Le raisonnement économique sous-jacent est le suivant. La propriété privée de la terre et des réserves naturelles empêche les non propriétaires de lancer librement toute production en alliant leur force de travail à ces ressources. Dans ces circonstances, ils viennent grossir les rangs de « l’armée de réserve » du capitalisme pour reprendre les termes de Marx. On assiste alors à une augmentation de l’offre de travail (de la part des chômeurs) alors que dans le même temps, la demande de travail (des capitalistes) n’augmente pas. Logiquement, le prix du travail va baisser dans la mesure où il est moins rare, ce qui signifie en l’occurrence une baisse des salaires. D’autre part, et ceci marche dans les deux sens, ne trouvant pas d’emploi dans le secteur industriel, il est probable que de nombreux individus se replient vers le secteur agricole qui leur permettra au moins de se nourrir, et donc cherchent de la terre à cultiver.

La rente foncière, origine et conséquences

La terre n’étant pas libre d’accès, il leur faut payer aux propriétaires une rente pour sa culture. Plus les terres seront rares par rapport aux demandeurs, plus la rente sera élevée, et plus la rente est élevée, plus la pauvreté est importante. On se trouve dans un cercle vicieux qui enchaîne les non propriétaires.

La rente s’élève aussi du fait de l’urbanisation qui crée une pression très forte sur un espace restreint. Avec la propriété privée, certains peuvent être tentés d’acheter la terre comme une réserve de valeur, qui augmentera avec le temps grâce à l’augmentation de la population et au progrès (voie ferrée par exemple) comme H. George put le constater à son époque.

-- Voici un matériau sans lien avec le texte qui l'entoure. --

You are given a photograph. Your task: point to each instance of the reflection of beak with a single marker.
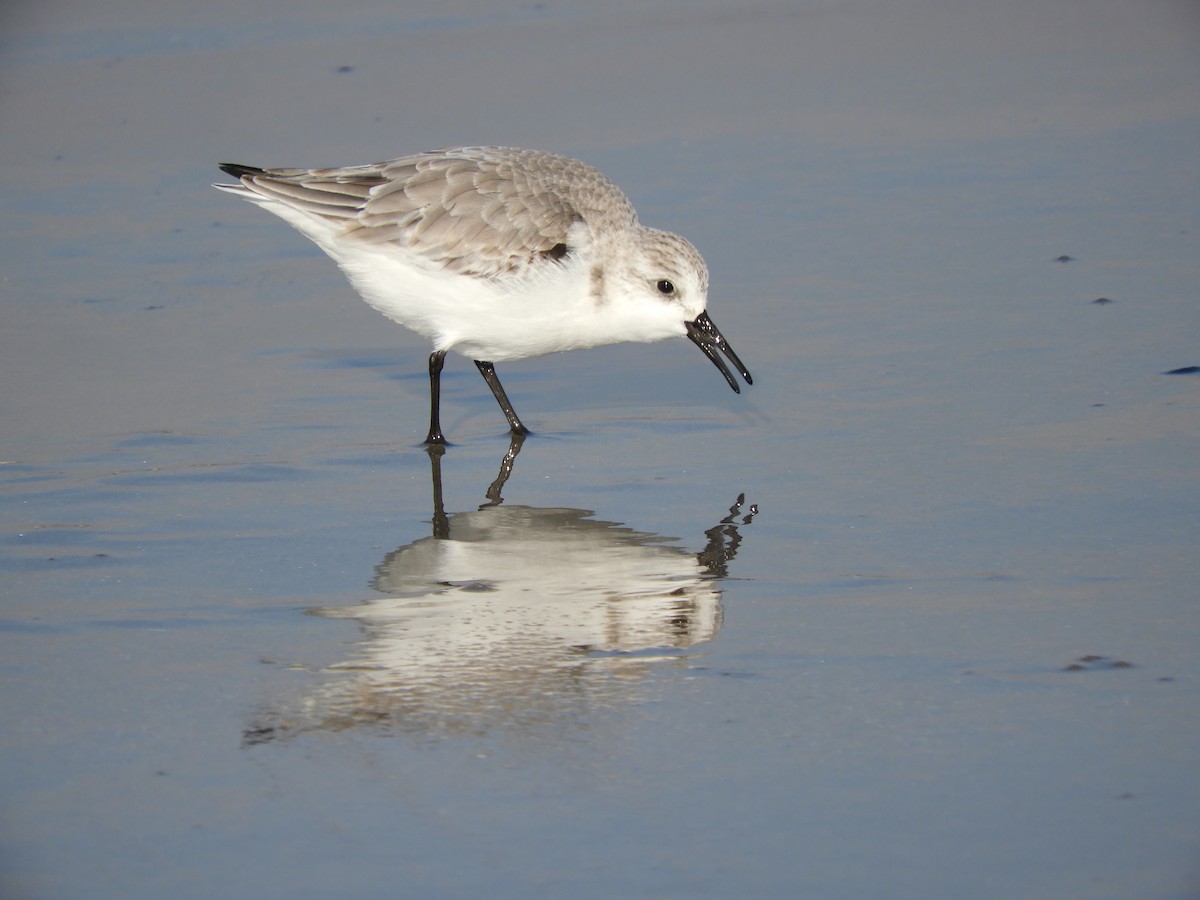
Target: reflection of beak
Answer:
(708, 339)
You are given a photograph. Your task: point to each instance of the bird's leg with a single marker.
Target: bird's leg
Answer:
(436, 360)
(489, 371)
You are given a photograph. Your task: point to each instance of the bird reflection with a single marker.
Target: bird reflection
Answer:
(516, 617)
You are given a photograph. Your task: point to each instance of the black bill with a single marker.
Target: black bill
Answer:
(708, 339)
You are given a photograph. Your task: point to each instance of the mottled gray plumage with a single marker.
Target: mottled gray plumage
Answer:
(479, 211)
(497, 253)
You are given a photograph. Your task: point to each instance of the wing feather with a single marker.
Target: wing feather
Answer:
(477, 210)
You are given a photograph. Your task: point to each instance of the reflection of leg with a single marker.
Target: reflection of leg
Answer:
(493, 491)
(489, 371)
(724, 540)
(441, 523)
(435, 437)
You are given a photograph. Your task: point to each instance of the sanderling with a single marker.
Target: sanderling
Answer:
(497, 253)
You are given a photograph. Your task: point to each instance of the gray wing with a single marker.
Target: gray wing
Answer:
(477, 210)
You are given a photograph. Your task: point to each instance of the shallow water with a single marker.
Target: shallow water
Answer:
(257, 640)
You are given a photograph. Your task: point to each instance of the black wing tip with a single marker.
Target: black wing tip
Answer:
(232, 168)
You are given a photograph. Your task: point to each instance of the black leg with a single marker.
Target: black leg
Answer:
(436, 360)
(489, 371)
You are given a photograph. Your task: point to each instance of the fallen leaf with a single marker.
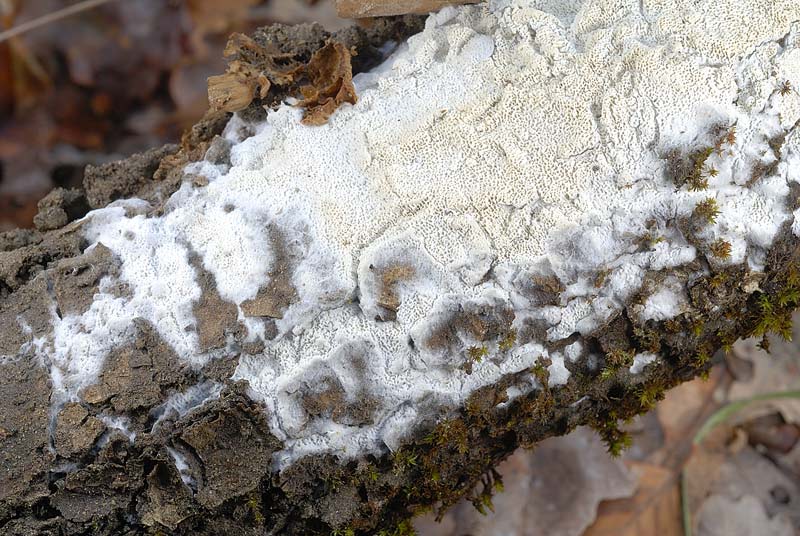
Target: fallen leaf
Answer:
(232, 91)
(722, 516)
(330, 72)
(750, 473)
(655, 509)
(558, 485)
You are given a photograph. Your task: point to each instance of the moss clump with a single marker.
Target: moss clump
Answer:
(491, 483)
(617, 360)
(698, 179)
(707, 210)
(254, 506)
(721, 249)
(404, 528)
(403, 460)
(450, 434)
(616, 440)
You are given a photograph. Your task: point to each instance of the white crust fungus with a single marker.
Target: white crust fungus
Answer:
(506, 163)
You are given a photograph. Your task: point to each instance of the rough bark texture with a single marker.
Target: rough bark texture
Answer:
(75, 473)
(381, 8)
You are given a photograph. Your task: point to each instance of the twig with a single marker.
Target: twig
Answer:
(50, 18)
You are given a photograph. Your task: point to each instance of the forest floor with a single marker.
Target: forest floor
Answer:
(132, 75)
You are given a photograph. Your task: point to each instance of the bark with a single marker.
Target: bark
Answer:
(75, 472)
(356, 9)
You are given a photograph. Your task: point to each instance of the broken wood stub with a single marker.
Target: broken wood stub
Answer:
(357, 9)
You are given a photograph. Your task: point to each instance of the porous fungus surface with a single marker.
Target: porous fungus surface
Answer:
(515, 174)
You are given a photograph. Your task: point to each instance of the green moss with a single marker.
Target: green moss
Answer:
(650, 395)
(616, 440)
(620, 358)
(404, 528)
(541, 373)
(254, 505)
(698, 326)
(701, 358)
(507, 342)
(721, 249)
(718, 281)
(648, 339)
(697, 179)
(403, 460)
(491, 483)
(450, 434)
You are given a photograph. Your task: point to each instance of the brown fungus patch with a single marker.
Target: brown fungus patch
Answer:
(330, 75)
(388, 297)
(274, 298)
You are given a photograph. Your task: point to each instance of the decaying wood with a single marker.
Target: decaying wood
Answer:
(357, 9)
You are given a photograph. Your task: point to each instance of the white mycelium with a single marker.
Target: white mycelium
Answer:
(509, 141)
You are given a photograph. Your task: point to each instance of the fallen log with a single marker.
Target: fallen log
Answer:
(358, 9)
(533, 217)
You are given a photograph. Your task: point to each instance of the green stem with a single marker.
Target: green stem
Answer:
(719, 417)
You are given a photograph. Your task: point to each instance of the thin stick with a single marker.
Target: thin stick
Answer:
(51, 17)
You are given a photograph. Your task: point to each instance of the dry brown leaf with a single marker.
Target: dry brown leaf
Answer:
(653, 511)
(231, 92)
(330, 73)
(558, 485)
(723, 516)
(279, 67)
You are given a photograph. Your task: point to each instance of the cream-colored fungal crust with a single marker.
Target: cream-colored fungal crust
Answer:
(509, 164)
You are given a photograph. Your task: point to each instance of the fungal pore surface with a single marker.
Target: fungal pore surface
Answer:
(510, 179)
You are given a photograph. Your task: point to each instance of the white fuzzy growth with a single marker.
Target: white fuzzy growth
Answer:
(516, 139)
(640, 361)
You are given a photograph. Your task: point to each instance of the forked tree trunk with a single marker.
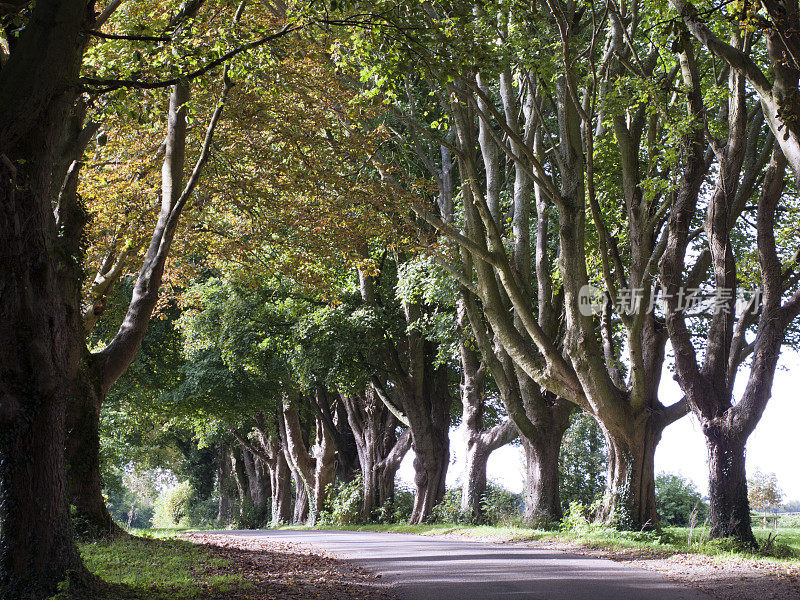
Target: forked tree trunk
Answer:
(542, 498)
(480, 443)
(84, 483)
(302, 510)
(281, 480)
(379, 450)
(38, 549)
(38, 355)
(629, 501)
(258, 479)
(428, 411)
(729, 505)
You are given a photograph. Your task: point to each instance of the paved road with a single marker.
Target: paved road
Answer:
(419, 567)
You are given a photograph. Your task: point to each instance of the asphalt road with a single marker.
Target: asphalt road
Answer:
(416, 567)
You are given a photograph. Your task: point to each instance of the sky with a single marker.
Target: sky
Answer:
(773, 447)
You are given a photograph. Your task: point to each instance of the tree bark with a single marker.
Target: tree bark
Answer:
(629, 501)
(729, 504)
(38, 354)
(379, 451)
(84, 483)
(281, 482)
(105, 367)
(226, 484)
(258, 479)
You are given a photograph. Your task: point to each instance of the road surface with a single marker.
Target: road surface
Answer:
(416, 567)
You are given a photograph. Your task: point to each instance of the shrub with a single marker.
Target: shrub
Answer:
(676, 498)
(344, 504)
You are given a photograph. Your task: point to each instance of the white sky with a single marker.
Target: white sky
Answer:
(773, 447)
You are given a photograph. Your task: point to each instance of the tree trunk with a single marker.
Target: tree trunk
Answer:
(258, 486)
(84, 483)
(38, 549)
(281, 481)
(300, 463)
(474, 486)
(226, 485)
(379, 450)
(542, 499)
(428, 410)
(324, 453)
(302, 509)
(730, 507)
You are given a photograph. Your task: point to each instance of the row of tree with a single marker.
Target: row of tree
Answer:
(333, 143)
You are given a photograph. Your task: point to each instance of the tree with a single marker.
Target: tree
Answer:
(38, 326)
(707, 376)
(678, 500)
(763, 492)
(533, 102)
(582, 462)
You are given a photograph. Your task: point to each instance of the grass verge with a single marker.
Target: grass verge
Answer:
(134, 568)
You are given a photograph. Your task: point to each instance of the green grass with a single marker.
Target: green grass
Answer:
(671, 540)
(157, 569)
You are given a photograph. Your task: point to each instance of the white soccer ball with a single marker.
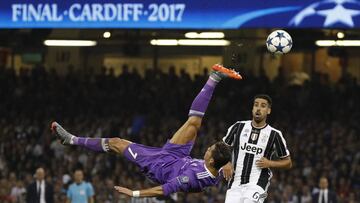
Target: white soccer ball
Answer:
(279, 42)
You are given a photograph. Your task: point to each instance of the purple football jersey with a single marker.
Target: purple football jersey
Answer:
(172, 167)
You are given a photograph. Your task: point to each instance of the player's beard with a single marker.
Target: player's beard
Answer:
(258, 118)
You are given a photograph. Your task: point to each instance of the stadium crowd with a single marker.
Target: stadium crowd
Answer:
(319, 120)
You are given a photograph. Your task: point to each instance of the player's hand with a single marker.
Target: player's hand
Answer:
(263, 163)
(228, 171)
(123, 190)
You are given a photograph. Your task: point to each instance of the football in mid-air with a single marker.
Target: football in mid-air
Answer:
(279, 42)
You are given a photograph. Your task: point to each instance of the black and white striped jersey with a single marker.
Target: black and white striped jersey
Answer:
(250, 144)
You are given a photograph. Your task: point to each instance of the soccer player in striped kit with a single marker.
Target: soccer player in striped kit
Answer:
(254, 142)
(170, 166)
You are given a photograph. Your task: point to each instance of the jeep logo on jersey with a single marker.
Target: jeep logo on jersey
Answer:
(253, 149)
(254, 136)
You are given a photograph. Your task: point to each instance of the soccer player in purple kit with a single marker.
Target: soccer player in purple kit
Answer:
(171, 166)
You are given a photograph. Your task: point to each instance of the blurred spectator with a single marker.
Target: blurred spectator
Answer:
(40, 191)
(80, 191)
(324, 194)
(18, 192)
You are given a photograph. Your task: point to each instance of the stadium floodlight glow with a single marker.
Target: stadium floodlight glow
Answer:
(206, 35)
(203, 42)
(107, 34)
(325, 43)
(164, 42)
(189, 42)
(70, 43)
(345, 43)
(340, 35)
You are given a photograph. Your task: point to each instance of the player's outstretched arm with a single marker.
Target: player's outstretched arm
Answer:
(151, 192)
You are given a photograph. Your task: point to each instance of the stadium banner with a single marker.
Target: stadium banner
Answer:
(184, 14)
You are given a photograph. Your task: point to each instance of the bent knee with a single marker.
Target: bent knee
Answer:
(118, 145)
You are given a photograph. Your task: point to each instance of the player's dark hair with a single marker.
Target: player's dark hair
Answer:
(264, 96)
(221, 154)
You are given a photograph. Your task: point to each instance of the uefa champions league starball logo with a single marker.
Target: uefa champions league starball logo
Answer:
(335, 12)
(323, 13)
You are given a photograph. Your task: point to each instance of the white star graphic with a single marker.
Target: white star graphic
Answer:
(304, 13)
(339, 14)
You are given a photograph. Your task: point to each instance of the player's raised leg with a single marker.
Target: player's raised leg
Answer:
(188, 131)
(116, 145)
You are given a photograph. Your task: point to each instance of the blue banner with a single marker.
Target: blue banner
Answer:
(186, 14)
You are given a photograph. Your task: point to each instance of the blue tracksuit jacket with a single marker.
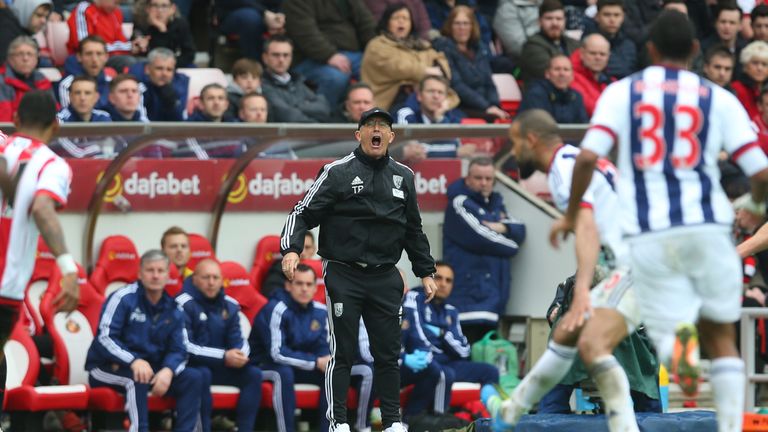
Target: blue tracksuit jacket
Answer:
(433, 327)
(479, 256)
(212, 325)
(132, 328)
(284, 332)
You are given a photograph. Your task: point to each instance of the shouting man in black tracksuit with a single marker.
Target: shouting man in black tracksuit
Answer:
(365, 204)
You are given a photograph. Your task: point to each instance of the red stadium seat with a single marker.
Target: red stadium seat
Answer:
(266, 250)
(486, 146)
(200, 249)
(21, 394)
(509, 92)
(238, 286)
(317, 266)
(38, 283)
(71, 333)
(175, 281)
(118, 264)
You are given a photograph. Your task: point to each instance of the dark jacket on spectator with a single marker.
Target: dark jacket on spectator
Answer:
(321, 28)
(14, 20)
(471, 78)
(294, 102)
(536, 54)
(13, 88)
(566, 106)
(167, 103)
(102, 83)
(178, 39)
(623, 58)
(10, 29)
(585, 83)
(479, 255)
(639, 14)
(418, 11)
(438, 11)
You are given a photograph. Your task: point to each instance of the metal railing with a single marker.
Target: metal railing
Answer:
(748, 316)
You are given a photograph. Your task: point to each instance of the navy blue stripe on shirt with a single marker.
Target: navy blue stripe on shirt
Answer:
(636, 123)
(670, 133)
(705, 104)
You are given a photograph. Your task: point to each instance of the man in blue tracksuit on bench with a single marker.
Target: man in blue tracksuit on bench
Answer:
(140, 348)
(215, 343)
(289, 342)
(432, 338)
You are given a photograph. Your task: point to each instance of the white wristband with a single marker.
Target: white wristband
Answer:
(66, 263)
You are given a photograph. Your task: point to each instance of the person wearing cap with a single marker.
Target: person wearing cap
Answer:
(365, 204)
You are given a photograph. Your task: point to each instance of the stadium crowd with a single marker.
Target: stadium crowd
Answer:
(319, 61)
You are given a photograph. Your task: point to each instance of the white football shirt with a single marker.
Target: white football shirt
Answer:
(36, 170)
(600, 195)
(670, 126)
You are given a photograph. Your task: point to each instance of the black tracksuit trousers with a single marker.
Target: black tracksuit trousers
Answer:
(376, 295)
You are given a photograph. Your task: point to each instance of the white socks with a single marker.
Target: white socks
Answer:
(551, 368)
(613, 385)
(729, 383)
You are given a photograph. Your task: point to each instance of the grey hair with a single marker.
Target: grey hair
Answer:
(23, 40)
(480, 161)
(756, 49)
(160, 53)
(154, 255)
(539, 122)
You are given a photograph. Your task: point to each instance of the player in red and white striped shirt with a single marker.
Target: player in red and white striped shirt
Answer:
(34, 182)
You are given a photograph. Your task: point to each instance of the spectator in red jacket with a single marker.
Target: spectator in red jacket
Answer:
(589, 63)
(754, 63)
(19, 75)
(761, 120)
(718, 66)
(102, 18)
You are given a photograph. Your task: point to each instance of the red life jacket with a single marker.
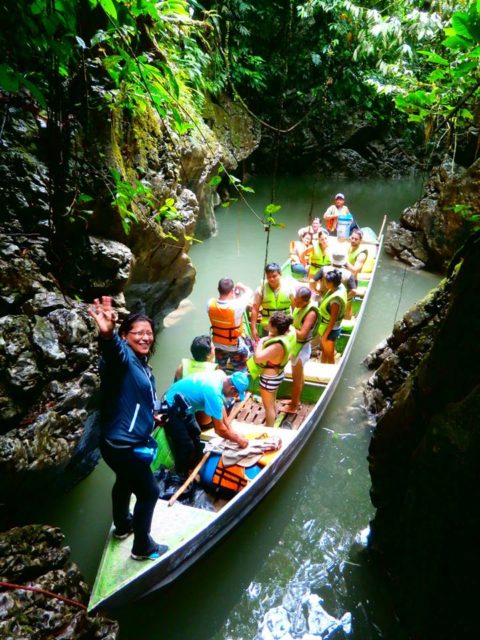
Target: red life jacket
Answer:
(222, 319)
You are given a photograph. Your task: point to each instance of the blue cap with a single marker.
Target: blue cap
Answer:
(240, 381)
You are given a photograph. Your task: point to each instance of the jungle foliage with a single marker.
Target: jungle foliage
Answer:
(329, 63)
(336, 61)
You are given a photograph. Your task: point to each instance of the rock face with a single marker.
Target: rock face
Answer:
(48, 347)
(34, 557)
(429, 232)
(424, 456)
(347, 148)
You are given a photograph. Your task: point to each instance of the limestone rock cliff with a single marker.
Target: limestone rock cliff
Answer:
(430, 231)
(35, 557)
(424, 456)
(51, 268)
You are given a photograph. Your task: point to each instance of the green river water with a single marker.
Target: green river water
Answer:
(307, 536)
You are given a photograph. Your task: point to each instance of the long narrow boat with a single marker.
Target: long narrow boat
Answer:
(190, 532)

« Comment se fait-il que ce travail inoccupé ne puisse s’appliquer à la terre? Ce n’est pas parce que toutes les terres sont cultivées. Bien que tous les symptômes que l’on dit être dans les vieux pays les signes d’un excès de population, commencent à se montrer à San Francisco, il est absurde de parler d’excès de population dans un état qui, avec des ressources naturelles bien plus grandes que celles de la France, n’a pas encore un million d’habitants. A quelques milles de San Francisco il y a des terres non cultivées en assez grande quantité pour donner du travail à quiconque en demande. Je ne veux pas dire que chaque homme inoccupé pourrait devenir fermier ou construire lui-même une maison s’il avait la terre; mais qu’assez d’hommes pourraient et voudraient le faire pour donner du travail au reste. Qu’est-ce qui empêche donc le travail de s’employer lui-même en cultivant la terre? Simplement parce que la terre a été monopolisée, qu’on la garde à des prix créés par la spéculation, basés non sur sa valeur présente, mais sur la valeur accrue que lui donnera dans l’avenir l’accroissement futur de la population.» 3

Avec la propriété privée de la terre de quelques uns contre la majorité, c’est un monopole sur la terre qui s’est formé et qui permet aux propriétaires d’exiger une rente. L’exclusivité de la possession de la terre par certains leur confèrent un pouvoir de négociation qui dépasse de loin celui de ceux qui ne possèdent pas et leur permet d’exiger une rente, qui peut augmenter à mesure que leur possession devient plus demandée. Il va contre l’explication la plus courante des économistes qui expliquent la hausse de la rente par la pression de la population.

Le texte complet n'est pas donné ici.